+ 1
How to filter and modify Beautiful soup results "python" , before or after write it in .txt/.scv
Hi .. i made a script to scrap data from web page with soup tool in python.. and i found that the code work fine but with some <div codes appears !! i want to filter this line or edit it by delete or replace .. i tried a lot of .replace code without success !! any help
4 Réponses
+ 3
Beautifulsoup lets you parse HTML document, so you can dig in the tree down to the tags' "clean" values. Just open the source HTML and observe the structure.
You shouldn't use .replace unless you operate on the values themselves or the HTML is garbled beyond comprehension.
If you have problems, please share the code you wrote, so we can check it out.
+ 1
Can you give the code?
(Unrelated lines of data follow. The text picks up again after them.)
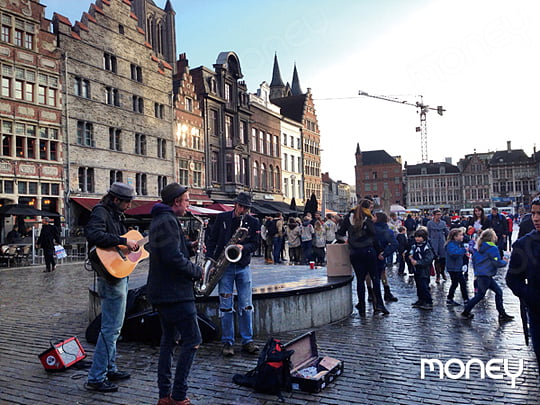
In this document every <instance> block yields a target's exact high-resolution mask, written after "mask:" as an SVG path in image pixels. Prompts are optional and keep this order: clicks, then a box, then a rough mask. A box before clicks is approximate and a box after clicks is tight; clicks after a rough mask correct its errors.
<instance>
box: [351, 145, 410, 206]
mask: <svg viewBox="0 0 540 405" xmlns="http://www.w3.org/2000/svg"><path fill="white" fill-rule="evenodd" d="M355 157H356V165H355V167H354V171H355V176H356V195H357V196H358V198H359V199H360V198H364V197H371V198H373V199H374V200H375V202H376V206H378V207H379V208H381V209H383V210H385V211H388V210H389V209H390V206H391V205H392V204H403V171H402V168H401V163H400V162H399V161H398V160H397V159H396V158H394V157H392V156H390V155H389V154H388V153H387V152H386V151H384V150H372V151H366V152H362V151H361V150H360V145H359V144H357V145H356V153H355Z"/></svg>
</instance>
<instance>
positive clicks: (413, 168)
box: [404, 161, 463, 210]
mask: <svg viewBox="0 0 540 405" xmlns="http://www.w3.org/2000/svg"><path fill="white" fill-rule="evenodd" d="M404 180H405V184H406V185H407V198H406V206H407V208H418V209H422V210H433V209H434V208H440V209H449V210H458V209H460V208H461V205H462V203H463V200H462V191H461V173H460V171H459V168H458V167H457V166H454V165H452V164H450V163H447V162H435V163H434V162H433V161H431V162H429V163H420V164H417V165H412V166H409V165H407V164H406V163H405V179H404Z"/></svg>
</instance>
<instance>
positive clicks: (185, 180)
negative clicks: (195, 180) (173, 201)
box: [178, 159, 189, 186]
mask: <svg viewBox="0 0 540 405" xmlns="http://www.w3.org/2000/svg"><path fill="white" fill-rule="evenodd" d="M178 183H180V184H184V185H186V186H187V185H189V162H188V161H187V160H185V159H181V160H179V161H178Z"/></svg>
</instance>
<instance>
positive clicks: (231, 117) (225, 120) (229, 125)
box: [225, 115, 234, 148]
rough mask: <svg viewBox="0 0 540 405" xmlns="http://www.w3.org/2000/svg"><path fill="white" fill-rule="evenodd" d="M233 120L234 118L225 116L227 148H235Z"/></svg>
mask: <svg viewBox="0 0 540 405" xmlns="http://www.w3.org/2000/svg"><path fill="white" fill-rule="evenodd" d="M233 135H234V130H233V120H232V117H231V116H229V115H227V116H225V146H227V147H229V148H230V147H231V146H233Z"/></svg>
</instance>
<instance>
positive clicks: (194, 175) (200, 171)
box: [193, 162, 202, 187]
mask: <svg viewBox="0 0 540 405" xmlns="http://www.w3.org/2000/svg"><path fill="white" fill-rule="evenodd" d="M193 187H202V163H201V162H194V168H193Z"/></svg>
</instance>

We can't help you without the code.
+ 1
ok i faced two problems
first this one and second is i want to import links from csv file to my code in for loop
if you can help this is the code
quote_page = ["my link"]
data = []
for pg in quote_page:
page = urlopen(pg)
soup = BeautifulSoup(page, "html.parser")
name_box = soup.find ("div", attrs={'id':'information'})
name=name_box.text.strip()
name="".join(re.split("\s+,name,flags=re.UNICODE))
sys.stdout.write(name)
+ 1
No 1.
You don't need to use attrs={'id':'information'}, only write {'id':'information'}.
No 2.
We also need the HTML structure to be parsed.